Begrüßung und Vorstellung von Wolfgang Böhmer (2017)

Am 12. Oktober 2017 hatte ich die Aufgabe, den Vortrag von Wolfang Böhmer „Medizin an der Wittenberger Leucorea“ im Rahmen der Tagung „Die Teilhabe des Todes am Leben“ der Viktor von Weizsäcker Gesellschaft zu moderieren. Die Tagung fand vom 12. bis 14. Oktober 2017 an der Leucorea statt.

Siehe auch diesen Blog-Beitrag.

Liebe Kolleginnen und Kollegen,

meine Damen und Herren!

Im Namen des Vorstands der Viktor von Weizsäcker Gesellschaft und insbesondere im Namen ihres Vorsitzenden Rainer Jacobi darf ich Sie am Vorabend unserer Tagung zum Thema „Die Teilhabe des Todes am Leben“ herzlich willkommen heißen. Mein Name ist Heinz Schott und ich bin von Hause aus Medizinhistoriker (im Ruhestand) im (linksrheinischen) Bonn. Vor allem begrüße ich Herrn Professor Dr. Wolfgang Böhmer, der es dankenswerterweise übernommen hat, uns mit einem öffentlichen Vortrag auf unsere bevorstehende Tagung einzustimmen. Es ist uns eine große Ejhre, Sie, verehrter Herr Böhmer, zu unserer Auftaktveranstaltung als Redner gewonnen zu haben.

Professor Böhmer muss ich wohl kaum vorstellen. Als ehemaliger Ministerpräsident von Sachsen-Anhalt ist er weithin bekannt, ja populär, wenn ich das als Wessi so feststellen darf. Gleichwohl möchte ich doch einige knappe Hinweise zu seiner Biografie geben. Er studierte Medizin in Leipzig, wo er 1959 mit der Dissertation „Über die Dauer ventrikulärer Extrasystolen“ promovierte. 1966 wurde er Facharzt für Gynäkologie und Geburtshilfe und war von 1974 bis 1991 Chefarzt im Krankenhaus Paul-Gerhardt-Stift in der Lutherstadt Wittenberg. 1983 habilitierte er sich an der Marin-Luther-Universität Halle-Wittenberg mit der Schrift „Die Entwicklung der individuellen und gesellschaftlichen Belastung durch die menschliche Reproduktion“.

Seine (offizielle) politische Laufbahn begann in der Wendezeit, worauf ich jetzt nicht im Einzelnen eingehen kann. Jedenfalls gipfelte diese mit dem Amt des Ministerpräsidenten, das er von 2002 bis 2011 innehatte. Sein politisches Engagement ist aber seither keineswegs erloschen. So wurde er 2014 zum Vorsitzenden der Expertenkommission des Deutschen Bundestages zur Zukunft der Behörde des Bundesbeauftragten ffür die Stasi-Unterlagen (BStU) ernannt.

Ich erlaube mir, noch eine persönliche Anmerkung anzufügen: Ich habe Sie, Her Böhmer, als Ministerpräsident zwei oder dreimal live reden hören.

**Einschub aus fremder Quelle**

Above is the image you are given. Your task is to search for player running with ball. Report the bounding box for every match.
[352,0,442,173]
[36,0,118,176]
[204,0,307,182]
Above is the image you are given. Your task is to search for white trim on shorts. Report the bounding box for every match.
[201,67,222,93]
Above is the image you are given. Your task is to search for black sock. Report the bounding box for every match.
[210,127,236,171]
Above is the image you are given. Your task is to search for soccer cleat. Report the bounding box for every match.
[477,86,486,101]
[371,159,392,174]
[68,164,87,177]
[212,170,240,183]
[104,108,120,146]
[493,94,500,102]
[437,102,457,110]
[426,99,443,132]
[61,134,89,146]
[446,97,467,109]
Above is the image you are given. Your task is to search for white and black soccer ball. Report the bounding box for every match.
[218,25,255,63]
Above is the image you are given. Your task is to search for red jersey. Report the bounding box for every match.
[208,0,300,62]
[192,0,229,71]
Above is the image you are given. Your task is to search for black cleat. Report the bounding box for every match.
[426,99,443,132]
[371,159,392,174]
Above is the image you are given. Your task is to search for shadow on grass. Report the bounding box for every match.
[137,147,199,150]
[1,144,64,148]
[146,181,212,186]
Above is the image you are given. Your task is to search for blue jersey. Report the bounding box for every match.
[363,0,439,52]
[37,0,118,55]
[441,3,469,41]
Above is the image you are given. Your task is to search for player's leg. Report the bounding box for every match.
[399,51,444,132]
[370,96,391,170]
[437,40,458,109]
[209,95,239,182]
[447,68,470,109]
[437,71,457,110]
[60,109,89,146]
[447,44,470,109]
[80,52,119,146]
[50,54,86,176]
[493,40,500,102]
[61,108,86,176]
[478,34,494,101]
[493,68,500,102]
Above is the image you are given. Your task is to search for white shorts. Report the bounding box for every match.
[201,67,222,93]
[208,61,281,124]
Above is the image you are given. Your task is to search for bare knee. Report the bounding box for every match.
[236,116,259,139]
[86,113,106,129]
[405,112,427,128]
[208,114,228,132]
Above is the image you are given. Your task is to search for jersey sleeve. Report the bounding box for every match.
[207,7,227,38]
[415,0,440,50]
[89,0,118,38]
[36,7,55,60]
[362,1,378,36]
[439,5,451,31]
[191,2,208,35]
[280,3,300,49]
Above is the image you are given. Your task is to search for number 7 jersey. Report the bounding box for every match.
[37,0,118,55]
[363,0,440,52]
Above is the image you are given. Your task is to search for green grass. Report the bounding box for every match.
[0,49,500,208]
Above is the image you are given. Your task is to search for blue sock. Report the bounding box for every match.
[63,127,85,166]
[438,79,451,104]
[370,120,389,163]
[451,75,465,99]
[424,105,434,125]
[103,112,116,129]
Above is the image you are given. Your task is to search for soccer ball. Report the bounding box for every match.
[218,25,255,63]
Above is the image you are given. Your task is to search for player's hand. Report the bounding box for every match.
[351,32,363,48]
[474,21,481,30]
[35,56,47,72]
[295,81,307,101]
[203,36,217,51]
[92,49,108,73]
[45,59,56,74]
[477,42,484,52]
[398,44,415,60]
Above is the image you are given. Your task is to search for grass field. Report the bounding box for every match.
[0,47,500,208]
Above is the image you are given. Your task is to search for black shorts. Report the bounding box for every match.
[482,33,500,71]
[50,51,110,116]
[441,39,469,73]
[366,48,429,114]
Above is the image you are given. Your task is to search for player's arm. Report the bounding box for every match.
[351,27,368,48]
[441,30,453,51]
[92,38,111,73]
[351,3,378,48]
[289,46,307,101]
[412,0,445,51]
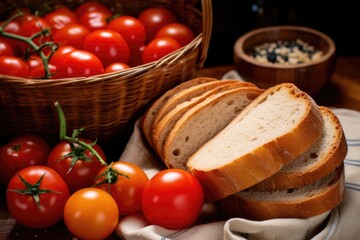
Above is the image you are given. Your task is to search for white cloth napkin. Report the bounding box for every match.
[116,104,360,240]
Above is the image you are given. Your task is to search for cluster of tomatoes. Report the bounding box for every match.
[0,2,195,79]
[0,125,204,239]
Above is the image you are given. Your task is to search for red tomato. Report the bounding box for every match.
[75,2,111,17]
[0,9,35,56]
[6,166,70,228]
[64,188,119,240]
[54,50,104,78]
[138,7,177,42]
[28,64,56,79]
[54,23,90,49]
[142,37,181,64]
[47,139,106,192]
[0,37,14,56]
[0,56,29,77]
[107,16,146,49]
[129,45,146,67]
[27,54,43,71]
[155,23,195,47]
[19,17,51,53]
[84,30,130,67]
[0,135,50,185]
[104,62,129,73]
[49,45,76,66]
[44,7,77,33]
[78,11,111,32]
[95,161,149,215]
[142,169,204,229]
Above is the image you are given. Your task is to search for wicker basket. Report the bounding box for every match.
[0,0,212,142]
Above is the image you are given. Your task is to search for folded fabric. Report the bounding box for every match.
[117,108,360,240]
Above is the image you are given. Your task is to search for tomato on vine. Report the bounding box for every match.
[47,102,106,192]
[53,23,90,49]
[27,64,56,79]
[138,7,177,42]
[19,16,51,54]
[94,161,149,215]
[0,37,14,56]
[142,169,204,229]
[49,45,76,66]
[104,62,129,73]
[0,56,29,77]
[47,138,106,192]
[44,7,77,33]
[75,2,111,17]
[6,166,70,228]
[155,23,195,47]
[107,16,146,50]
[54,50,104,78]
[142,37,181,64]
[0,135,50,185]
[84,29,130,67]
[78,11,111,32]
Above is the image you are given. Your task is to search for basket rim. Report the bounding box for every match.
[0,0,213,85]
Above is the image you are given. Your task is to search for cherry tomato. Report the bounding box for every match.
[54,23,90,49]
[0,38,14,56]
[28,64,56,79]
[155,23,195,47]
[142,37,181,64]
[75,2,111,17]
[84,29,130,67]
[49,45,76,66]
[138,7,177,42]
[107,16,146,49]
[54,50,104,78]
[129,45,146,67]
[142,169,204,229]
[26,54,43,71]
[44,7,77,33]
[47,139,106,192]
[19,17,51,53]
[0,135,50,185]
[104,62,129,73]
[95,161,149,215]
[6,166,70,228]
[0,56,29,77]
[78,11,111,32]
[64,188,119,240]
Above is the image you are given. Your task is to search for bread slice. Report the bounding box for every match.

Ich stellte jedes Mal erfreut für mich fest: Gott sei Dank, hier redet kein Berufspolitiker! Hier spricht einer, der auf ein praktisches Berufsleben zurückschaut und die Dinge beim Namen nennt, angenehme wie unangenehme, der nüchtern, ofnfen und mit Leidenschaft seine Meinung sagt. Jedenfalls war ich ein begeisterter Zuhörer.

Wir freuen uns auf Ihren Vortrag „Medizin an der Wittenberger Leucorea“. Sie sind für dieses Thema dreifach prädestiniert: (1) als Witteberger Bürger, (2) als Arzt (und nicht nur „Mediziner“ und (3) als lokaler Medizinhistoriker. Sie betreiben schon seit Jahrzehnten intensive medizinhistorische Studien zur Thematik ihres heutigen Vortrags. So trägt eine Ihrer frühesten Schriften den Titel: „Das Wittenberger Medizinalwesen der Reformationsära“ (1982). Sie haben in der Folgezeit eine Reihe von Studien veröffentlicht, darunter auch die Schrift „Die überregionale Bedeutung der medizinischen Fakultät der Universität Wittenberg“ (1995). Zuletzt fungierten Sie als Mitherausgeber des Buches „Das heilkundige Wittenberg. Zur Geschichte des Wittenberger Gesundheits- und Sozialwesens von der Stadtfrühzeit bis zur Neuzeit“ (2009).

Wir sind gespannt auf Ihren Vortrag. Im Namen der Viktor von Weizsäcker Gesellschaft darf ich Ihnen nochmals sehr herzlich für Ihre Bereitschaft danken, heute Abend zu uns zu sprechen.